Claro I, II, III

I

Em volta é um escorrer frio e contínuo

Pela madrugada,

Onde o não saber-se matéria ou metafísica

É o relógio que vai

Sem que dia ou sono venha

E sem ir, distancio-me:

Sou entre as solidões, frenéticas bailarinas das ruas.

Sou, à invadir narinas puras, entre o pó e

alucinações.

À dominar, violentar células,

Entre o cheiro que sai dos esgotos, guetos.

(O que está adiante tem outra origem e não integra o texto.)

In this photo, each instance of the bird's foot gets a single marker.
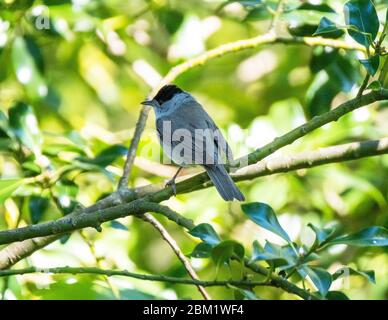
(171, 183)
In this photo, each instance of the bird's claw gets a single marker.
(171, 183)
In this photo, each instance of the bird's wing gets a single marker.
(200, 135)
(220, 141)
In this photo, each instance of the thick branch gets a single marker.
(199, 180)
(125, 273)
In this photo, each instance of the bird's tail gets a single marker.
(224, 183)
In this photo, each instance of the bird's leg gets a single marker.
(172, 181)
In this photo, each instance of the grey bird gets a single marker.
(189, 136)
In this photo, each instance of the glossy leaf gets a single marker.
(371, 65)
(106, 156)
(336, 295)
(225, 250)
(374, 85)
(248, 3)
(321, 234)
(320, 277)
(37, 206)
(8, 187)
(171, 19)
(362, 14)
(206, 233)
(202, 250)
(26, 63)
(118, 225)
(369, 237)
(263, 215)
(258, 14)
(282, 255)
(344, 272)
(25, 127)
(322, 57)
(5, 130)
(325, 26)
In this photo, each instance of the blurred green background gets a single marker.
(83, 66)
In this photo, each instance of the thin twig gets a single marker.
(363, 86)
(174, 246)
(125, 273)
(203, 58)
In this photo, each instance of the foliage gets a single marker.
(73, 74)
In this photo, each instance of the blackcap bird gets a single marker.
(189, 136)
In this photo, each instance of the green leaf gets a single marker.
(225, 250)
(37, 206)
(371, 65)
(25, 127)
(248, 3)
(374, 85)
(201, 250)
(206, 233)
(322, 235)
(263, 215)
(106, 156)
(320, 277)
(281, 255)
(26, 61)
(336, 295)
(66, 192)
(258, 14)
(369, 237)
(325, 26)
(5, 130)
(344, 272)
(362, 14)
(322, 57)
(8, 187)
(243, 294)
(118, 225)
(171, 19)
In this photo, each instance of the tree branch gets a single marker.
(222, 50)
(125, 273)
(174, 246)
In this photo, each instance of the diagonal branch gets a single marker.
(269, 38)
(174, 246)
(17, 251)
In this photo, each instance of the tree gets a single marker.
(62, 154)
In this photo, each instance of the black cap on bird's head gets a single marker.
(166, 93)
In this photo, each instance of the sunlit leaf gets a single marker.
(325, 26)
(106, 156)
(336, 295)
(26, 62)
(118, 225)
(225, 250)
(371, 65)
(263, 215)
(8, 187)
(362, 15)
(25, 127)
(369, 237)
(171, 19)
(37, 206)
(206, 233)
(202, 250)
(320, 277)
(374, 85)
(345, 272)
(322, 234)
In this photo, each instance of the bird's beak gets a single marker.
(149, 103)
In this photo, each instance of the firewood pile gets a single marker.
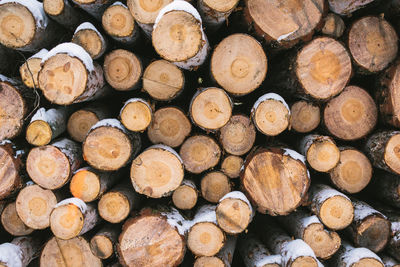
(205, 133)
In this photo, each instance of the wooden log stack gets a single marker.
(227, 133)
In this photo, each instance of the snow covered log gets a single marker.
(210, 108)
(370, 228)
(123, 70)
(20, 251)
(200, 153)
(157, 171)
(139, 246)
(116, 205)
(46, 125)
(320, 151)
(53, 165)
(186, 195)
(383, 148)
(238, 63)
(170, 126)
(354, 171)
(237, 137)
(109, 146)
(25, 25)
(255, 254)
(79, 249)
(30, 69)
(214, 185)
(90, 184)
(271, 114)
(293, 21)
(204, 237)
(301, 225)
(87, 36)
(294, 252)
(69, 75)
(119, 23)
(269, 189)
(178, 35)
(234, 212)
(334, 209)
(136, 114)
(73, 217)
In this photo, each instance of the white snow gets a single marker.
(354, 255)
(325, 192)
(167, 148)
(269, 96)
(175, 219)
(74, 201)
(40, 54)
(109, 123)
(180, 5)
(363, 210)
(132, 100)
(11, 255)
(72, 50)
(35, 7)
(295, 249)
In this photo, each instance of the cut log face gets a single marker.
(12, 223)
(108, 146)
(321, 152)
(72, 252)
(87, 36)
(122, 70)
(52, 166)
(170, 126)
(372, 43)
(30, 69)
(333, 25)
(185, 196)
(231, 166)
(333, 208)
(157, 171)
(13, 109)
(323, 68)
(34, 206)
(80, 122)
(163, 80)
(72, 217)
(286, 22)
(234, 212)
(280, 172)
(138, 246)
(211, 108)
(119, 23)
(239, 64)
(214, 186)
(351, 115)
(238, 135)
(304, 116)
(136, 115)
(145, 12)
(271, 114)
(353, 173)
(200, 153)
(10, 179)
(18, 25)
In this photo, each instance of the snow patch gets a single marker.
(73, 50)
(74, 201)
(36, 9)
(11, 255)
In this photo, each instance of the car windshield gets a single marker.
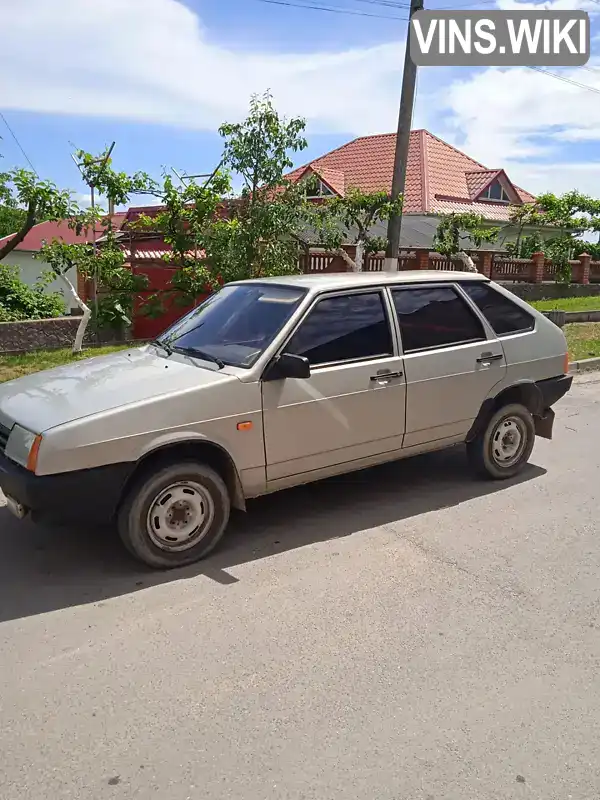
(234, 325)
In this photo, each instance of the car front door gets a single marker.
(451, 361)
(352, 406)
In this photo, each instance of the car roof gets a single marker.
(349, 280)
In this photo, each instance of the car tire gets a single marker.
(174, 516)
(504, 446)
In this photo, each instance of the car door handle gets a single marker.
(485, 359)
(386, 376)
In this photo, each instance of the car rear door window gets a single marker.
(435, 316)
(344, 328)
(504, 316)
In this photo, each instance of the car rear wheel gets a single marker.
(503, 448)
(175, 516)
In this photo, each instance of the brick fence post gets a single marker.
(538, 262)
(485, 264)
(584, 269)
(422, 259)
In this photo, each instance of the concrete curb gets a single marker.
(584, 365)
(562, 318)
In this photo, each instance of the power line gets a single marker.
(332, 10)
(565, 80)
(19, 145)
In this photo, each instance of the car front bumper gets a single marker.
(90, 495)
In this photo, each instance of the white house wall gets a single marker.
(31, 269)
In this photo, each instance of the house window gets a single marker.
(318, 189)
(496, 192)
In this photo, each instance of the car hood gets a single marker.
(52, 397)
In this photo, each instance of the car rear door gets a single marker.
(452, 360)
(353, 404)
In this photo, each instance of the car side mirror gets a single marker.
(287, 365)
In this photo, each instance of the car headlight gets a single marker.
(23, 447)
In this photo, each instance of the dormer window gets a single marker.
(495, 192)
(318, 189)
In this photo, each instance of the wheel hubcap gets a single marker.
(509, 439)
(180, 516)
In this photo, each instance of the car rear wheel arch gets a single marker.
(525, 393)
(202, 451)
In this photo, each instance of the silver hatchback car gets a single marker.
(277, 382)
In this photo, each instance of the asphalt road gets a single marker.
(406, 633)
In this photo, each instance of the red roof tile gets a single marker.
(47, 231)
(434, 168)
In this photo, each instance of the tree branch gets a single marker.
(20, 235)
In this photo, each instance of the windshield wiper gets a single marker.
(163, 346)
(193, 351)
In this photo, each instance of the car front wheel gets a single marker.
(174, 516)
(503, 448)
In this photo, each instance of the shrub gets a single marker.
(18, 301)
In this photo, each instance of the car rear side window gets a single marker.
(344, 328)
(504, 316)
(435, 316)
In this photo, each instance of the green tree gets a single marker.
(455, 230)
(571, 214)
(102, 265)
(336, 221)
(259, 236)
(38, 200)
(193, 222)
(11, 220)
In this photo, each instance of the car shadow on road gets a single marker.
(44, 569)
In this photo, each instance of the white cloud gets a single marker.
(153, 61)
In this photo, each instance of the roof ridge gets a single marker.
(456, 150)
(343, 147)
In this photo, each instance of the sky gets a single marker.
(158, 77)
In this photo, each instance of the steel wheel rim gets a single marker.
(508, 441)
(180, 516)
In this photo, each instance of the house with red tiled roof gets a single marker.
(24, 254)
(440, 179)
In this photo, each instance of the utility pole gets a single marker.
(103, 161)
(407, 100)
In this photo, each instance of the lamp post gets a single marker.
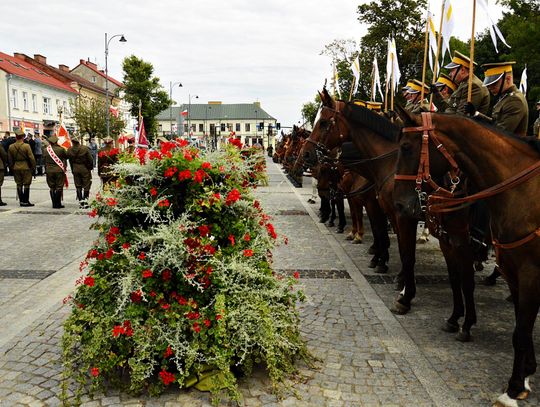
(189, 115)
(107, 41)
(171, 84)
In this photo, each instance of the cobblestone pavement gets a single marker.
(368, 356)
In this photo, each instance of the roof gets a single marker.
(24, 70)
(93, 67)
(63, 75)
(233, 111)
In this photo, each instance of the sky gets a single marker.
(234, 51)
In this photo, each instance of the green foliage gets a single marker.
(88, 114)
(180, 287)
(141, 87)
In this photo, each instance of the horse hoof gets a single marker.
(463, 336)
(450, 327)
(399, 309)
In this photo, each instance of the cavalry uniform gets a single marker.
(107, 157)
(3, 166)
(55, 159)
(81, 163)
(22, 163)
(479, 94)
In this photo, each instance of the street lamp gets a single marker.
(189, 115)
(122, 39)
(170, 108)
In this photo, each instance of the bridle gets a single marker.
(423, 175)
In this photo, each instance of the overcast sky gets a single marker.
(235, 51)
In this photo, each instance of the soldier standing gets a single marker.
(3, 166)
(55, 158)
(459, 73)
(81, 163)
(22, 164)
(107, 157)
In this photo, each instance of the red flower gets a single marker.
(166, 377)
(168, 352)
(89, 281)
(183, 175)
(232, 197)
(204, 230)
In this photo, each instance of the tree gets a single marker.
(88, 115)
(141, 87)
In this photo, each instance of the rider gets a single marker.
(459, 73)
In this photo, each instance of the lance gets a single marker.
(471, 64)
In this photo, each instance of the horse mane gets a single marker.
(373, 121)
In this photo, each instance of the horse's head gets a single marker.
(423, 165)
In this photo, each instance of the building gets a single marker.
(31, 96)
(211, 123)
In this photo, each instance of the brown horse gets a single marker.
(505, 169)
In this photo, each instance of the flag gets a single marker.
(63, 137)
(376, 80)
(447, 27)
(392, 65)
(494, 31)
(523, 82)
(355, 68)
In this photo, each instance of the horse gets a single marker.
(504, 169)
(376, 140)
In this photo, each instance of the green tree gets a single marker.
(88, 115)
(141, 87)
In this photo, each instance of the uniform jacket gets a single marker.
(20, 156)
(511, 112)
(80, 158)
(479, 97)
(50, 165)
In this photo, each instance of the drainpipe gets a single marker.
(8, 77)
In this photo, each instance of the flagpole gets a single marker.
(425, 54)
(471, 64)
(436, 62)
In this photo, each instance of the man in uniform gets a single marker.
(55, 158)
(107, 157)
(459, 73)
(3, 166)
(81, 163)
(22, 164)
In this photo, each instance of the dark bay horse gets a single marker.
(376, 140)
(506, 171)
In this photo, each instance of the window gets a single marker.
(46, 105)
(14, 98)
(25, 101)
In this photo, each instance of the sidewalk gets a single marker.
(367, 356)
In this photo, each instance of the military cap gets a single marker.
(415, 86)
(495, 71)
(459, 60)
(444, 80)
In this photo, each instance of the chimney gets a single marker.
(41, 59)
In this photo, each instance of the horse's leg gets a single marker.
(406, 233)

Todos os gritos, todos os atos e todo o desconcerto

Integrados num todo só-coerente de gás e pasta

Irresistível e intorpecente

É o que meu desejo quer pra mim

E quer sem saber,

Quer inocentemente.

II

E é madrugada

E a enxurrada de sereno-sal

Transborda-me e agora já nem penso

Já não pertenço a lugar algum

E a cada passo esqueço de contentar-me.

Não, não consigo parar de desfazer-me em poeira

E saltar de abismos concretos

De edifícios e fumaça de carros em volta

E ter os olhos na nuca

E tropeçar pelas esquinas

Pois tudo isso é um inevitável explodir-se,

É um gozo insaciante...

III

Agora observo o tempo e ele é o ladrão

De minhas alegrias, sofrimentos,

O constante evaporar de imagens.

É ele que envenena-me à tardinha

Quando o vento brinca de imitar

Em meu rosto, mãos de namorada...

- Ah, a madrugada!

E o passado é uma folha seca caída ao chão.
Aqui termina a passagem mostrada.